How does Nolde’s ostracism and professional ban fit with our knowledge that he was a Nazi Party member, and that he kept faith with the regime until the end of the war? The art critic Adolf Behne underlined Nolde’s special status on the occasion of the artist’s eightieth birthday in 1947, by pointedly referring to him as a “degenerate ‘degenerate’”. It has long been known that Emil Nolde was a party member. Yet no previous exhibition has thoroughly examined how this relates to his art, or how the historical circumstances during National Socialism affected his artistic production.
The exhibition Emil Nolde – A German Legend. The Artist during the Nazi Regime is based on the results of a multi-year academic research project which for the first time was able to analyse the extensive holdings of the Nolde estate in Seebüll, uncovering so much new material that the conventional Nolde narrative must be revised. Thus, for example, the exhibition will present the famous “Unpainted Pictures” – the smallformat watercolours Nolde was reputed to have secretly painted at Seebüll during his occupational ban – in a completely new light, explaining them as part of long-standing practice of self-stylisation.
The exhibition presents over 100 originals, some of which have not previously been shown, with references to Nolde’s writings and in the historical context of their creation, in order to reveal the multi-layered relationships between paintings, the artist’s self-presentation, his ostracism, and development of his legend.
The centrepiece of the exhibition is a reconstruction of the ‘painting gallery’ in Nolde’s studio house in Seebüll, a display of paintings and watercolours just as the ageing artist himself arranged them during the wartime winter of 1941/42.
An exhibition by the Nationalgalerie, Staatliche Museen zu Berlin, in cooperation with the Nolde Foundation Seebüll, curated by Bernhard Fulda, Christian Ring and Aya Soika, made possible by the Freunde der Nationalgalerie and supported by the Friede Springer Stiftung.
Please be aware: Due to the high volume of interested visitors, some delays to view the exhibition can be expected. We recommend that you allow sufficient time for your visit to the exhibition, especially in the afternoon. Thank you for your understanding.
Single admission tickets for the exhibition Emil Nolde are being sold as timed tickets (available online and at cash registers). Access to the exhibition can currently not be guaranteed for day pass holders (day ticket for one museum).
On the occasion of the exhibition a catalogue including numerous coloured images and essays is being published by Prestel Verlag. The exhibition catalogue was made possible thanks to financing from the ZEIT-Stiftung Ebelin und Gerd Bucerius as well as the Ernst von Siemens Kunststiftung.

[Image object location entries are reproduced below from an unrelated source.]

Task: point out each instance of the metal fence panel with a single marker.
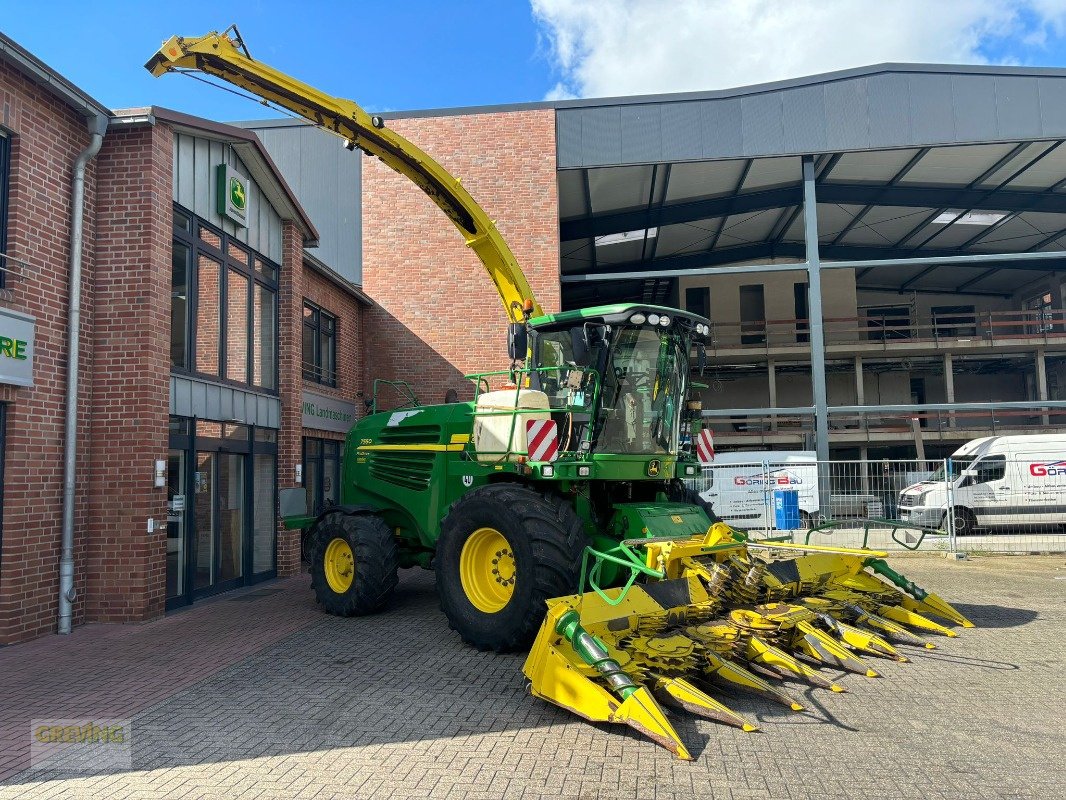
(1000, 505)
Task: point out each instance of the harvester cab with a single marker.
(560, 488)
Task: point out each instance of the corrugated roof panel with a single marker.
(698, 179)
(957, 166)
(722, 128)
(848, 115)
(618, 188)
(974, 115)
(773, 172)
(681, 131)
(641, 133)
(762, 124)
(571, 194)
(930, 107)
(877, 166)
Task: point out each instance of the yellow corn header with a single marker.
(719, 610)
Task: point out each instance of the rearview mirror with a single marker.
(517, 341)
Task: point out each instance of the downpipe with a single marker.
(97, 127)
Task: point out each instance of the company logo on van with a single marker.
(1044, 470)
(778, 478)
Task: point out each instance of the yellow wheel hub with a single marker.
(487, 570)
(339, 565)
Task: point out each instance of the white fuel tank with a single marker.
(491, 427)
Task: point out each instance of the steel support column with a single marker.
(814, 314)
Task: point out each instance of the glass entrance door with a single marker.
(221, 504)
(176, 499)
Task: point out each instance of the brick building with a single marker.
(213, 348)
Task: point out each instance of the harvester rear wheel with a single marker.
(503, 550)
(354, 563)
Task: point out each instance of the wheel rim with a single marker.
(339, 565)
(487, 570)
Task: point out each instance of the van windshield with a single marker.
(957, 465)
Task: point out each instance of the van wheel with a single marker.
(966, 523)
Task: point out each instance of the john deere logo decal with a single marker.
(232, 194)
(237, 194)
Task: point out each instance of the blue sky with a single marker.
(416, 53)
(383, 54)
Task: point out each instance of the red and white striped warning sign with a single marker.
(542, 437)
(705, 447)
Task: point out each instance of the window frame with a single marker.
(5, 143)
(191, 238)
(313, 370)
(318, 501)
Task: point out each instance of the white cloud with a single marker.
(601, 48)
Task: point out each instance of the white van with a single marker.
(997, 482)
(740, 485)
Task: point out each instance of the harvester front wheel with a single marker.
(354, 563)
(504, 549)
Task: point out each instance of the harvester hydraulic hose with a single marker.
(881, 566)
(593, 653)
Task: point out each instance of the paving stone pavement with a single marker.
(396, 706)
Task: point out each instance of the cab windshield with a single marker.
(643, 386)
(957, 465)
(639, 373)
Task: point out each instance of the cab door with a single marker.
(990, 490)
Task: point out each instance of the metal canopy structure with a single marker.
(919, 178)
(910, 162)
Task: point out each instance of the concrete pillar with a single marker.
(814, 312)
(949, 384)
(772, 378)
(1042, 383)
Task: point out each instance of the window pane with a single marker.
(180, 261)
(264, 347)
(269, 271)
(264, 514)
(326, 354)
(209, 273)
(329, 470)
(237, 253)
(310, 363)
(182, 222)
(237, 328)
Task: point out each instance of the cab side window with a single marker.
(991, 468)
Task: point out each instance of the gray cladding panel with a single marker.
(194, 187)
(326, 180)
(204, 400)
(886, 109)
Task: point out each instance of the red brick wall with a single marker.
(351, 372)
(439, 315)
(290, 318)
(47, 138)
(124, 565)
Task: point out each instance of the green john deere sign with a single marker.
(231, 190)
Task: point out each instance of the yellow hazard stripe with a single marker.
(416, 447)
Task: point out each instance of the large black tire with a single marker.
(546, 541)
(678, 492)
(375, 560)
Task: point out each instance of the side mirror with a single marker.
(517, 341)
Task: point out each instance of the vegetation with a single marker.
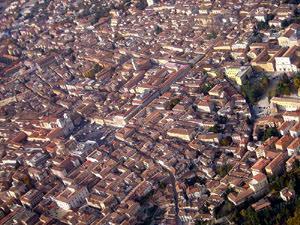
(295, 19)
(286, 86)
(212, 35)
(254, 90)
(283, 213)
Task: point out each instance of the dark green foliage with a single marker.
(267, 133)
(252, 91)
(212, 35)
(284, 87)
(283, 213)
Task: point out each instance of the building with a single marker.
(72, 197)
(291, 36)
(181, 133)
(259, 183)
(288, 61)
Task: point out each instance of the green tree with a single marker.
(296, 81)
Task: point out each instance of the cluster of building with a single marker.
(110, 114)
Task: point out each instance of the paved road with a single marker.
(172, 177)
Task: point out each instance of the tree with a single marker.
(295, 220)
(296, 81)
(285, 23)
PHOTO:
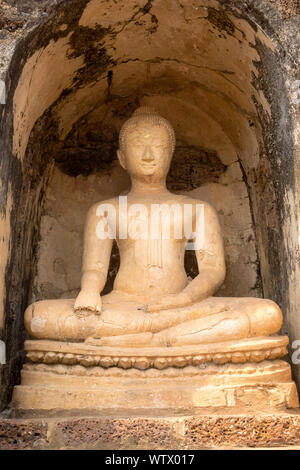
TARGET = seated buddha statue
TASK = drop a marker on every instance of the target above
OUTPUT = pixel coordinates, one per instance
(153, 303)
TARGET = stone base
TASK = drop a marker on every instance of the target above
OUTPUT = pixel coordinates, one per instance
(267, 385)
(77, 377)
(166, 431)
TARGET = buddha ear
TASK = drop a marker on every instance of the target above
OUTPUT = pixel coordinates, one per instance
(121, 158)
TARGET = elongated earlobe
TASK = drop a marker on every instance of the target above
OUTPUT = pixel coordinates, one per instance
(121, 158)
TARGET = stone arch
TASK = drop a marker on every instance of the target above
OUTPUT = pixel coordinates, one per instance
(216, 69)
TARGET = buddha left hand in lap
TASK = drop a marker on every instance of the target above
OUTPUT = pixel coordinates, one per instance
(152, 303)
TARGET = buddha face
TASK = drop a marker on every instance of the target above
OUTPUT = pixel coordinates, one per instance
(146, 152)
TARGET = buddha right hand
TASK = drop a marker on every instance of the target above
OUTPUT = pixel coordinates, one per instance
(88, 302)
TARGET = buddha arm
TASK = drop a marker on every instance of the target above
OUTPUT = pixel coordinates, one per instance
(96, 256)
(211, 263)
(210, 259)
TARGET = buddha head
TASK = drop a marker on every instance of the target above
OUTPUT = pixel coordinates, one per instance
(146, 145)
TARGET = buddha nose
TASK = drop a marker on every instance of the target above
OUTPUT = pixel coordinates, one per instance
(148, 154)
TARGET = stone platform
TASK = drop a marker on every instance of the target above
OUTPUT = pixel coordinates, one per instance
(213, 430)
(78, 376)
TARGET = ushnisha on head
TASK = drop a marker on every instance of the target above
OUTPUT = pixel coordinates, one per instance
(147, 143)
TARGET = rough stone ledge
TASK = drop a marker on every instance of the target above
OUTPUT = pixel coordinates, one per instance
(192, 431)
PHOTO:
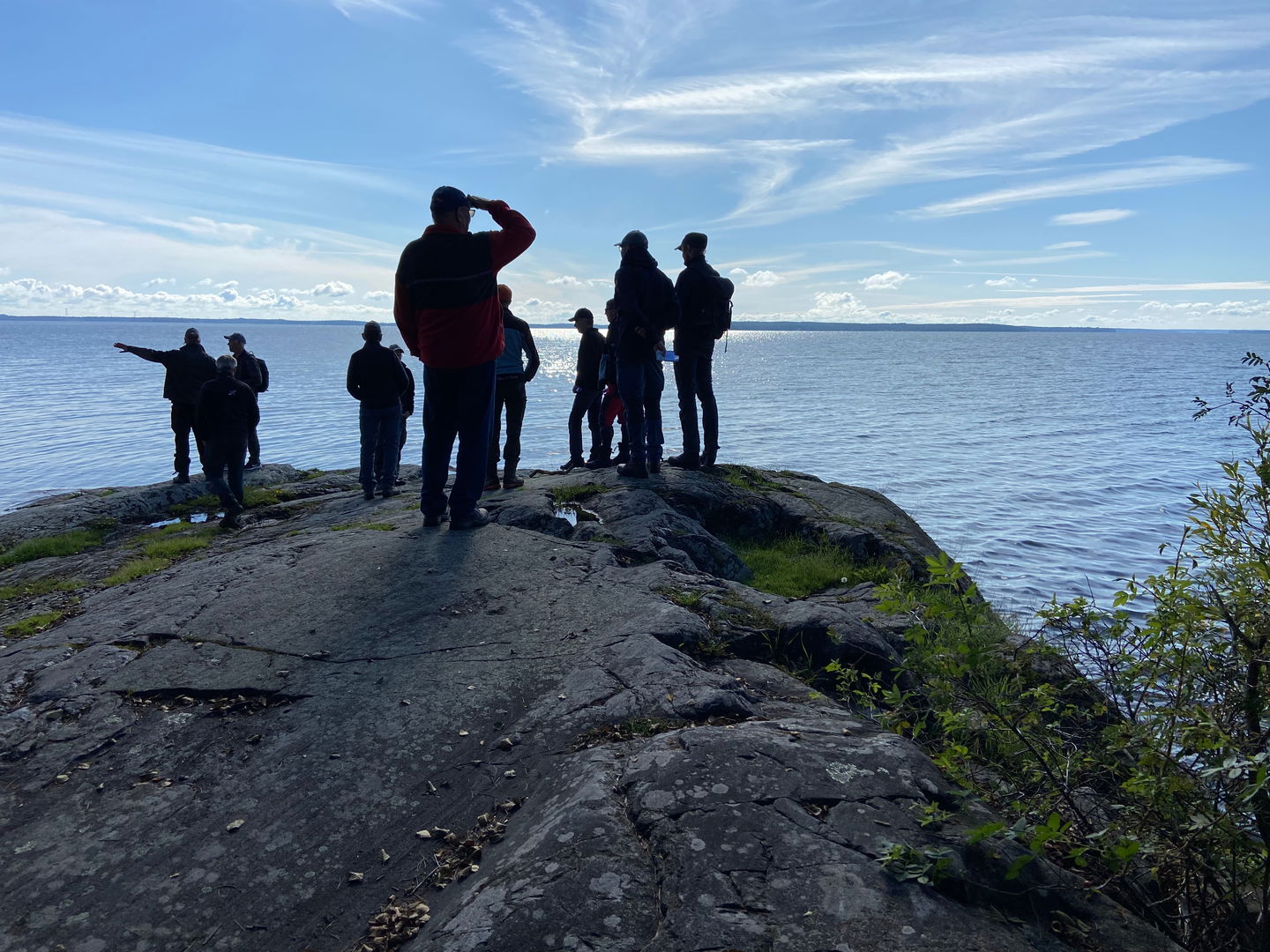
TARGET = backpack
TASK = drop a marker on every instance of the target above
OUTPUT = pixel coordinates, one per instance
(719, 310)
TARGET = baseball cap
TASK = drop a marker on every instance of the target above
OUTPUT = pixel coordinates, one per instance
(634, 239)
(447, 198)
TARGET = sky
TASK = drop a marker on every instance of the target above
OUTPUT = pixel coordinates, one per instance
(1079, 164)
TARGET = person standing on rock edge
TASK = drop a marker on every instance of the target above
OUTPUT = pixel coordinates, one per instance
(249, 372)
(224, 418)
(693, 344)
(511, 375)
(407, 406)
(187, 371)
(377, 380)
(447, 310)
(586, 389)
(646, 306)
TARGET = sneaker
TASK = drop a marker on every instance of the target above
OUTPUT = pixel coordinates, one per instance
(684, 461)
(473, 521)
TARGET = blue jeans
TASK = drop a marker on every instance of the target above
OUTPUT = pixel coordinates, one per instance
(640, 383)
(458, 401)
(221, 455)
(381, 430)
(693, 381)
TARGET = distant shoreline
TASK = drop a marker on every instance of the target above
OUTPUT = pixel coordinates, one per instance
(736, 325)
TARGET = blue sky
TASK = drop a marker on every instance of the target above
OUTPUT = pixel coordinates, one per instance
(903, 161)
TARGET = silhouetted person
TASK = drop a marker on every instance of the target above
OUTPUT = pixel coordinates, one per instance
(446, 308)
(407, 406)
(646, 305)
(376, 380)
(513, 368)
(187, 371)
(693, 344)
(227, 413)
(586, 389)
(250, 374)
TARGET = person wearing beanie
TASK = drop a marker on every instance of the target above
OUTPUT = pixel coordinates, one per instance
(511, 375)
(447, 310)
(586, 389)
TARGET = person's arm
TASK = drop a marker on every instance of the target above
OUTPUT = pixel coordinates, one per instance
(352, 378)
(531, 352)
(516, 235)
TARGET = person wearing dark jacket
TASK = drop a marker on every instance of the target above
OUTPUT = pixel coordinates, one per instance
(446, 308)
(693, 343)
(586, 389)
(187, 369)
(513, 368)
(224, 417)
(407, 406)
(250, 374)
(646, 308)
(377, 380)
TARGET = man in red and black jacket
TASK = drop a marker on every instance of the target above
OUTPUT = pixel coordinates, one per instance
(447, 310)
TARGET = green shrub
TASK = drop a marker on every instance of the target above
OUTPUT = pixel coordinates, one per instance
(796, 566)
(46, 546)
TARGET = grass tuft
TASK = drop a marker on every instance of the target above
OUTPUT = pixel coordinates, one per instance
(796, 566)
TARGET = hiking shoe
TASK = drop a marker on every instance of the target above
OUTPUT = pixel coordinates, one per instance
(684, 461)
(473, 521)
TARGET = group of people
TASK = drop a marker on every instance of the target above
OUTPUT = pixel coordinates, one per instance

In parallel the Brücke-Museum organizes the exhibition Escape into Art? The Brücke Painters in the Nazi Period (April 14th to August 11th 2019) which deals with the artistic practices of Erich Heckel, Max Pechstein and Karl Schmidt-Rottluff as well as their personal situation during the ‘Third Reich’. Visitors of both exhibitions will be able to situate the case of Emil Nolde within a wider context by considering the art and careers of his former Brücke colleagues (and vice versa).
The exhibition will take place in what is known as the ‘Neue Galerie’. The ‘Neue Galerie’ in Hamburger Bahnhof is serving as an annexe for the Neue Nationalgalerie until its renovations are complete. Temporary exhibitions consisting of excerpts from the museum's collection of early twentieth century art are presented here. The ‘Neue Galerie’ opened with “The Black Years. Histories of a Collection: 1933–1945” (2015), and then presented exhibitions on Ernst Ludwig Kirchner (2016), Rudolph Belling (2017) and Otto Mueller (2018).